Jonah Goldberg

Some Republican fat cats are trying to coax former Florida Gov. Jeb Bush -- brother and son to two former presidents -- into making a bid for the White House. Democrats have been less subtle. They've created a super PAC called Ready for Hillary, which is only slightly less obvious a gesture than constructing a giant neon sign reading "Run, Hillary, Run."

For obvious reasons, these developments have generated a lot of discussion about political dynasties in America. That's understandable. After all, in a democratic republic, the prospect of dynasties should make everyone at least a little uncomfortable.

Populists of the left and the right like to focus on the more sinister problems of dynasties -- the suspicion that the elites have rigged the system in favor of a few powerful families. It sometimes sounds like we're discussing lines of European nobility swapping out turns on the throne. But in America, where leaders have to run for office, a more useful way to think about dynasties might be to think of them as brand names.

In chaotic and confusing marketplaces, brand names are a useful shortcut. People buy stuff from Apple because they think they know what they'll get from Apple. The same goes for Kennedys, Bushes, Clintons and, these days, Pauls. (If Rand weren't the son of Ron, his political persona would be very different.)

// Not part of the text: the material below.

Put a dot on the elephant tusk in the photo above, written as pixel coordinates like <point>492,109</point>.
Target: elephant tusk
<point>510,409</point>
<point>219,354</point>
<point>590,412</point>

From this perspective, the effort to lump the Clintons and the Bushes into the category of political dynasties tends to distract us from the very real differences in their brands.

Let's start with Jeb Bush. For years conservatives have quietly spoken of how we elected "the wrong Bush" in 2000. Jeb's national reputation on the right was always better than George's, at least outside of Texas. But Jeb lost his first bid for Florida governor and that ruined the timing for him. As a result, George W. was able to successfully trade on the value of the Bush brand first.

The trouble is, fairly or unfairly, that brand is tarnished. Among the rank and file of the GOP -- particularly among Tea Party types -- no one wants to see another Bush on the ballot. It's not unimaginable that a Bush nomination would spark a significant third-party movement on the right.

Bush's problems aren't entirely attributable to his last name. For instance, to conservative grassroots activists, his support for the education reform Common Core is a major black mark. But, all other things being equal, the bar would be much lower for him if his last name were Smith.